昨年末から世間を賑わせている新型コロナウィルスの影響で、中国経済への悪影響も心配され始めている状況ではありますが、中国で多くの仕事をさせていただいている身の私ができることとして、“ニッポン人クリエーターだからこそできる”ような情報をできるだけ多く発信していきたいと考えております。

というわけで、今回のテーマは「日本の伝統色」。有り難いことにここ数ヶ月間、 “ニッポン人クリエーターだから” という理由で、中国のお客様から日本人にしかできないお仕事をいくつかいただいております。
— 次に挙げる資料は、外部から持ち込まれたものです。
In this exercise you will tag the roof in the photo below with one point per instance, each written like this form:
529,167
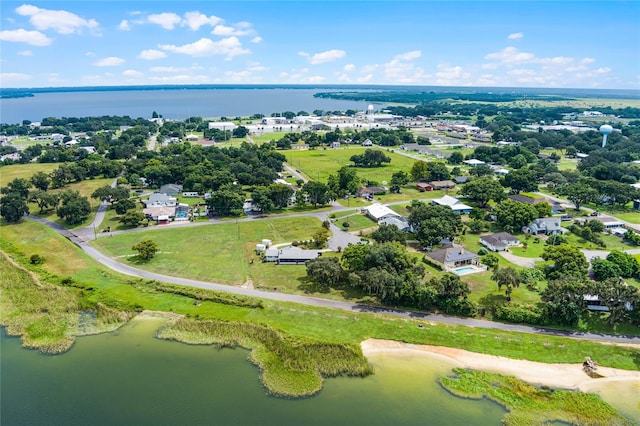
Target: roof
452,202
378,211
452,254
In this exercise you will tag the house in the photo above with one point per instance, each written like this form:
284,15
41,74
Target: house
158,199
290,255
456,205
370,191
378,211
499,242
474,163
443,184
170,189
547,226
423,186
526,200
401,222
453,257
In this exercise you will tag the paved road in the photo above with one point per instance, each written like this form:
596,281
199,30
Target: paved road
313,301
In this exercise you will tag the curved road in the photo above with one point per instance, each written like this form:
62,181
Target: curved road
313,301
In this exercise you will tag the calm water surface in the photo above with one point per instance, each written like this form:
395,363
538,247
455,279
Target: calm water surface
131,378
175,104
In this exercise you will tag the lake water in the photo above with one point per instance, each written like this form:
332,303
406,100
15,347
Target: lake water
174,104
130,378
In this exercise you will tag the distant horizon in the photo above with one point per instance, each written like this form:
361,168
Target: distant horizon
634,93
560,44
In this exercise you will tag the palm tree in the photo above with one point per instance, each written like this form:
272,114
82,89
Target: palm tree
507,277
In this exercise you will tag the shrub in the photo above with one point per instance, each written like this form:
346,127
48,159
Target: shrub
36,259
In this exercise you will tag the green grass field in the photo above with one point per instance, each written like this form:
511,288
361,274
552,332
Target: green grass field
64,259
318,164
24,171
219,253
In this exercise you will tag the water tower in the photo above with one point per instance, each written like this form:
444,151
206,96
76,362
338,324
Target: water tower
606,130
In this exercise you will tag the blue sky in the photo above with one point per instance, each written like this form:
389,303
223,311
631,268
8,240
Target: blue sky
586,44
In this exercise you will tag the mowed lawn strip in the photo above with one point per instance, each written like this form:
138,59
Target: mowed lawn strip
318,164
213,253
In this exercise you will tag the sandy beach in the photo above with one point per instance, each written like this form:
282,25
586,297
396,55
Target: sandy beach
566,376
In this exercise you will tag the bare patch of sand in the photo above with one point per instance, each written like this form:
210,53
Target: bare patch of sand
567,376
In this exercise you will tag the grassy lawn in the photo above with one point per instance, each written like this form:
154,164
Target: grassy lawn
218,253
24,171
318,164
85,188
63,258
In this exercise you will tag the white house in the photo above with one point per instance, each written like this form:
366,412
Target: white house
378,211
456,205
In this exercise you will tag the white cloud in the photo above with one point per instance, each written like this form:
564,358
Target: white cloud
402,70
323,57
228,47
151,54
168,21
60,21
132,73
8,79
194,20
511,56
34,38
111,61
452,76
124,25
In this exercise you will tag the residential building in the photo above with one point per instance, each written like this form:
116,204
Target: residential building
456,205
401,222
547,226
453,257
499,242
158,199
378,211
443,184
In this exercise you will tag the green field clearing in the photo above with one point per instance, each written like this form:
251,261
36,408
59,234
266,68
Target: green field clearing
220,253
318,164
24,171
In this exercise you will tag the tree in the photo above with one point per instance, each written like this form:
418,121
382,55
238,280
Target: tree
18,186
618,296
507,277
13,207
433,223
43,199
324,271
455,158
121,206
74,209
40,180
146,249
513,215
483,190
317,192
578,193
568,261
387,233
521,180
370,158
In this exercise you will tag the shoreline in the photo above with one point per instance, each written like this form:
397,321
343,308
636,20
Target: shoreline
562,376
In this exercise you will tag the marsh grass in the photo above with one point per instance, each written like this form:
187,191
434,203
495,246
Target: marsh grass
528,405
291,366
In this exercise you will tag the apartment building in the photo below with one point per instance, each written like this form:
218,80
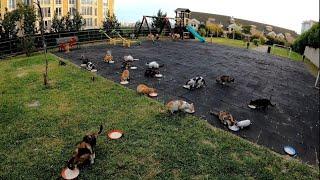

どのプロジェクトも日本らしさを前面に押し出すために、日本の伝統色をフルに活かしたデザインに仕上げさせていただいている次第です。

そもそも、日本の伝統色とは?

まず、日本における「色」の文化は、6世紀頃に中国大陸から伝わってきた「五行思想」の影響を強く受けていると言われています。古代中国で生まれた五行思想という自然哲学では、この世が「木」「火」「土」「金」「水」の五つの元素によって構成されていると考えられており、それらは各々、「青」「赤」「黄」「白」「黒」の色に置き換えられます。

古来からこの五色が重要な色であると認識され、聖徳太子が定めた冠位十二階の各色も、この五行思想の色を参考にしているのです。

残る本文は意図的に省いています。